It is hardly a surprise that Costa Rica has become one of the most well-liked surf travel locations with its year-round waves, friendly natives, warm weather, and abundant lodging options for any budget. Your only difficulty will probably be picking where you want to go because traveling in Costa Rica is relatively easy, and there are many possibilities.
Foreign surfers come from worldwide in great numbers yearly, producing over $360 million in income for Costa Rica.
Puntarenas, Guanacaste, and Limón are Costa Rica’s three primary surfing provinces.
Table of Contents
To begin, any time of year is a fantastic time to surf in Costa Rica. Beautiful days can be found all year—even during the rainy season. So, if you must, enjoy the rainbows and surf in the rain. The water temperature is around 80-84 degrees Fahrenheit all year, so everything is fine.
There are two main seasons found in Costa Rica; the wet season and dry season. While there is plenty of surf in both seasons, the wet season is more significant, better, and more constant.
Costa Rica’s rainy season lasts from May to mid-November. During this time of year, the Pacific delivers a hearty dose of northwest, south, and southwest swells. This is sure to excite the average surfer. Costa Rica loves a strong SW wave; thus, the months of June, July, August, and September are some of the most prominent and promising. It’s also worth noting that during the wet season, northern Costa Rica tends to be drier than the rest of the country.

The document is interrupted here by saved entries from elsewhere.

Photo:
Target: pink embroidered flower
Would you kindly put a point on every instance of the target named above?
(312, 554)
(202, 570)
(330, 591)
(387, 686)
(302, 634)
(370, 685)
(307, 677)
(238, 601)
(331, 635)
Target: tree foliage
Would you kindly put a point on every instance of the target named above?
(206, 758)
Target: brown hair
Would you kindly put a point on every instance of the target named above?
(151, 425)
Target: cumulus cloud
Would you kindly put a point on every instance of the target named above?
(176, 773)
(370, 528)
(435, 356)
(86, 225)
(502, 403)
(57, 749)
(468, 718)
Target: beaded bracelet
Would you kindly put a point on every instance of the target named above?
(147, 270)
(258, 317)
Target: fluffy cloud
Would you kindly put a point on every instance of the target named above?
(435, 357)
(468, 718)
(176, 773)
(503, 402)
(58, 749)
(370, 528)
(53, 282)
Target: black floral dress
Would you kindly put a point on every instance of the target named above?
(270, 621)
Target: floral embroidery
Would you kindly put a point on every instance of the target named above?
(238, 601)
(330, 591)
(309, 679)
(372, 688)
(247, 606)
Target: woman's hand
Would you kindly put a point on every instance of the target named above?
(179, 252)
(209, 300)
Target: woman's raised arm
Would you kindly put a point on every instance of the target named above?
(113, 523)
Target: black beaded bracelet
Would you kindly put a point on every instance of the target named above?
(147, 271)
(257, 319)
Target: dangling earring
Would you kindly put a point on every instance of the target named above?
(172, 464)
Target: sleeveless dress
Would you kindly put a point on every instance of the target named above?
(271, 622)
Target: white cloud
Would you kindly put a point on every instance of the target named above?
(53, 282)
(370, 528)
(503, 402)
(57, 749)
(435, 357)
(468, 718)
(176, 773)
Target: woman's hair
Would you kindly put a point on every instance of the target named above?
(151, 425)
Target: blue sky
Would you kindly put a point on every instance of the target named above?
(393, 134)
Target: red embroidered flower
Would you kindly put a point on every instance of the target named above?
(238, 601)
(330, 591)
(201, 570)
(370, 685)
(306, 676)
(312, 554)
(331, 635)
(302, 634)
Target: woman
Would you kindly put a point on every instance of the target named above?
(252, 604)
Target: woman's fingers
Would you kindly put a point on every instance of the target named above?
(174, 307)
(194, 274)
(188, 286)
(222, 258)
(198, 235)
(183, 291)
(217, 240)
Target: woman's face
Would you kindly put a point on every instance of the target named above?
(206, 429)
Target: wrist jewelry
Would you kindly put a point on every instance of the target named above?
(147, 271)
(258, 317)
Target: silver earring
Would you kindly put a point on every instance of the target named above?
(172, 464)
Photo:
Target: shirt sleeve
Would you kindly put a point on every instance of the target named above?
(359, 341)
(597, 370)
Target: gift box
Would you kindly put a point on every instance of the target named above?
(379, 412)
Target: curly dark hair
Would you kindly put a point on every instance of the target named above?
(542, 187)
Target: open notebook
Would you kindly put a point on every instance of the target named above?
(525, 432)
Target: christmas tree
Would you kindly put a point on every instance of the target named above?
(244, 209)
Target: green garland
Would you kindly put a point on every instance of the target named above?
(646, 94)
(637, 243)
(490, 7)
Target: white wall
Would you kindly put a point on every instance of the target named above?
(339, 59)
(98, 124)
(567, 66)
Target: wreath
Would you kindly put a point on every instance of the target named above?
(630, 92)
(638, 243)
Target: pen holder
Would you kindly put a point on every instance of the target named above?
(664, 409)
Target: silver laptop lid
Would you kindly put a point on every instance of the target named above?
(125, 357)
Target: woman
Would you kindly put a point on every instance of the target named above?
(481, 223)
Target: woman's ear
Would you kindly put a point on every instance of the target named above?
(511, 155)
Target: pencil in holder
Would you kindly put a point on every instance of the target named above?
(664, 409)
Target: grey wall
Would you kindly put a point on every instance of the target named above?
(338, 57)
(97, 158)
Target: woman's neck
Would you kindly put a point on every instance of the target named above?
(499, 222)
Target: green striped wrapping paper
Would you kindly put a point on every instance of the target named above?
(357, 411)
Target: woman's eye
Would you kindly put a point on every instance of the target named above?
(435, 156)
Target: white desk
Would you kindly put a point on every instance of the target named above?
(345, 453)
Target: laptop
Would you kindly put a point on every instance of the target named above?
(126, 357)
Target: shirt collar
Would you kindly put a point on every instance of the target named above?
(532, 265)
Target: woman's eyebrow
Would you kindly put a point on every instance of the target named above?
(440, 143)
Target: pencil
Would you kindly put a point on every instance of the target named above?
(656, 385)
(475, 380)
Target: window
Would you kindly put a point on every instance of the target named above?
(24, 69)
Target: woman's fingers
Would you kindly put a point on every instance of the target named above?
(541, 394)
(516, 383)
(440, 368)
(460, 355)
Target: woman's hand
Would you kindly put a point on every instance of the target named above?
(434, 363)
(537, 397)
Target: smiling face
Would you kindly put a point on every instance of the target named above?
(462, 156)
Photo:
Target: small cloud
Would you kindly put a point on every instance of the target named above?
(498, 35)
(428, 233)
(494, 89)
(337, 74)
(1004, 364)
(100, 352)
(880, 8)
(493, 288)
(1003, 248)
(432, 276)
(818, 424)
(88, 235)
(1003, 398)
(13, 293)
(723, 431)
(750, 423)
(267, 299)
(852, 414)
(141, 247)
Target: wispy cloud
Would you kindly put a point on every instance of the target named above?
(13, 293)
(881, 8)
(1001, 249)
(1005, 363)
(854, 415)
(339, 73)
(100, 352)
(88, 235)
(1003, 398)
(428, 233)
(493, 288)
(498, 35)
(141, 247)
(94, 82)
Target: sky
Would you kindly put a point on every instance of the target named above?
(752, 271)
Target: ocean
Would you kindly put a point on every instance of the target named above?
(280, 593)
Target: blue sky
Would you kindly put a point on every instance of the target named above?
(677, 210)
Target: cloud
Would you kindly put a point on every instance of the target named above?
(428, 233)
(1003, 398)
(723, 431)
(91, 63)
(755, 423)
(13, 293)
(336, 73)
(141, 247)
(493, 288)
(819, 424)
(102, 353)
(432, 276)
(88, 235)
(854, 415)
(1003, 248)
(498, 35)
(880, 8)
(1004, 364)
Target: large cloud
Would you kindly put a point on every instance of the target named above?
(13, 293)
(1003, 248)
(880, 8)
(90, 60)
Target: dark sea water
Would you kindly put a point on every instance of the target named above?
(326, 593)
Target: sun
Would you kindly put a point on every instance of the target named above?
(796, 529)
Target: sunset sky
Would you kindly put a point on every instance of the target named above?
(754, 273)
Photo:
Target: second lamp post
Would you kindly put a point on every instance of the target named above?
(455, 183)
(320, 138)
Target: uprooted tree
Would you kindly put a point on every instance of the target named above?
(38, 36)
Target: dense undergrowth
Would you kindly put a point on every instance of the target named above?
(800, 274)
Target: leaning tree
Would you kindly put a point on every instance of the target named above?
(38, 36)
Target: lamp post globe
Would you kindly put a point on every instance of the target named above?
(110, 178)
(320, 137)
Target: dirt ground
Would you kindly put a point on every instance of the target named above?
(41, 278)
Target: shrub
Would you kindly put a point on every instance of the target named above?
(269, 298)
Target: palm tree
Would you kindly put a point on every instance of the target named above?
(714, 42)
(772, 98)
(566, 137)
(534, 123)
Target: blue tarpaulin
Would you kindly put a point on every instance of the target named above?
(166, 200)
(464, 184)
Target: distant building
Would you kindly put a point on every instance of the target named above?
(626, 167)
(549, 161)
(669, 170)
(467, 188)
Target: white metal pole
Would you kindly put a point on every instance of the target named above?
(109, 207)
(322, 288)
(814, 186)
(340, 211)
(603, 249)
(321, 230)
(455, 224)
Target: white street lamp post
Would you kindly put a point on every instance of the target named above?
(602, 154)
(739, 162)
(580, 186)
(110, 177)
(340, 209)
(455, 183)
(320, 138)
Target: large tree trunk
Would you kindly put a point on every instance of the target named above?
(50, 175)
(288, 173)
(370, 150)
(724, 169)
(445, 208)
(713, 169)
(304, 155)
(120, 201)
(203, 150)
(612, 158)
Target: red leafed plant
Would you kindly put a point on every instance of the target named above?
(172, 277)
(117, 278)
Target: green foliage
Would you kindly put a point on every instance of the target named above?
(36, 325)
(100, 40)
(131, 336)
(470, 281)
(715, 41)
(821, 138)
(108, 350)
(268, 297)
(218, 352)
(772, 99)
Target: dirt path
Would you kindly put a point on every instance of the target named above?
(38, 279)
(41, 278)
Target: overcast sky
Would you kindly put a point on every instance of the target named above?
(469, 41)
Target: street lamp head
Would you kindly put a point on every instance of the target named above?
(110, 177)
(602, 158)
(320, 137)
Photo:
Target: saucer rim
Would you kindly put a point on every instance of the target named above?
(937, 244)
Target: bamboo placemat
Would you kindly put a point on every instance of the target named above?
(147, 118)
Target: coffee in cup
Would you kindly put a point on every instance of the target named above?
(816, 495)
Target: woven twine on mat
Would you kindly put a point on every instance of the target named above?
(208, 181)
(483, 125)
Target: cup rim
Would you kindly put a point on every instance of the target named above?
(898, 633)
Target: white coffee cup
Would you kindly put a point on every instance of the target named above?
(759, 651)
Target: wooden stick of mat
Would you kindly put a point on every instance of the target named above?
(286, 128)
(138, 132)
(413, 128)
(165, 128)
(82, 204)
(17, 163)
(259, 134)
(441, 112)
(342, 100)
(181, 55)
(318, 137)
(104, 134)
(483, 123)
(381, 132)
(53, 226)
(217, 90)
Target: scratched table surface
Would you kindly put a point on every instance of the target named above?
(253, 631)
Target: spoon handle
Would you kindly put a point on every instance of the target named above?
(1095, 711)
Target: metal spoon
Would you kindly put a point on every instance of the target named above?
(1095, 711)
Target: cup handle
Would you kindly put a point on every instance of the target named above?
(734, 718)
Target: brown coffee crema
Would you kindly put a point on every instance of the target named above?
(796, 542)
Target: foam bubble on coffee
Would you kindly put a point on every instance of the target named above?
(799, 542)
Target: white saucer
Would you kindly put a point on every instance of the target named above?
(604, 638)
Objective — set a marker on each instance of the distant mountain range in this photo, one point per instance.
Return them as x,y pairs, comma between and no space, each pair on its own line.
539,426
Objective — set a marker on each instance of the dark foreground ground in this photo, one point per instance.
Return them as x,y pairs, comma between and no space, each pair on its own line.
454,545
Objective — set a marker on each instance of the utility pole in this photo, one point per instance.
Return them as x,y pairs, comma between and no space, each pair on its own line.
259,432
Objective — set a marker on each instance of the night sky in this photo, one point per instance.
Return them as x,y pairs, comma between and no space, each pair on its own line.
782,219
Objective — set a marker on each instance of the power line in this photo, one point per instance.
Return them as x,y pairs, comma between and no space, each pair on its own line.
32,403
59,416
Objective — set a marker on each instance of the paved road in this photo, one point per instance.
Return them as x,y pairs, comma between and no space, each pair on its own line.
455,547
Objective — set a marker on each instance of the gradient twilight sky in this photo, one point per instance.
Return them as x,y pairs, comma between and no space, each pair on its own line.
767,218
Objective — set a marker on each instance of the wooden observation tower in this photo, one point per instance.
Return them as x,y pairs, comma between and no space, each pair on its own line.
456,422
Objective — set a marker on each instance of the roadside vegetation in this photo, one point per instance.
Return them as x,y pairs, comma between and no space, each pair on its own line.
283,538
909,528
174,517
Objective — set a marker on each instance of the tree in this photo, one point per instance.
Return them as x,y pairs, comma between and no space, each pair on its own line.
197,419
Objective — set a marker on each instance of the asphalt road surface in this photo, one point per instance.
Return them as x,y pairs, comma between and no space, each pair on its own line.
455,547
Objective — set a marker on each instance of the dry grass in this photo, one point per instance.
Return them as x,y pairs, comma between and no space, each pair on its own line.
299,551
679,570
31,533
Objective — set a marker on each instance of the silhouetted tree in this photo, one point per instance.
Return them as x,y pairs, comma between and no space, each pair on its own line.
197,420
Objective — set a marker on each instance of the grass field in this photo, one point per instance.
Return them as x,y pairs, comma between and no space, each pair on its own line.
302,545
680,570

Let’s look at the most fantastic surf spots in the country.
Every year, Tamarindo holds multiple national contests, and the profitable growth has resulted in beautiful restaurants, stores, and a fun nightlife for surfers. Tamarindo is gradually becoming a tourism hotspot, thanks partly to the surfing and the availability of eco-tours in an area that had previously escaped notice. Tamarindo Beach is also a wonderful place to learn to surf.
Espadilla Beach is ideal for first-time surfers. Espadilla is Manuel Antonio’s primary beach in the Central Pacific region. At high tide, the southern part of the beach is a fantastic place to start for new surfers. For skilled surfers, the northern part of the beach might present a greater challenge. Surf lessons can be pre-arranged, or surfboards and lessons can be purchased directly from Manuel Antonio.
Jaco is a small but vibrant beach town oriented toward visitors who come for the waves and stay for the greatness of the place. Jaco Beach is ideal for first-time surfers (especially at low tide), and there is a range of rentals and surfing lessons available to visitors throughout town.
Salsa Brava, the biggest wave spot in Costa Rica, is the primary draw of Puerto Viejo, a well-known beach town on the Southern Caribbean Coast. Only the most skilled surfers should attempt this well-known deadly surf break. A slightly less intense beach break is available nearby at Playa Cocles.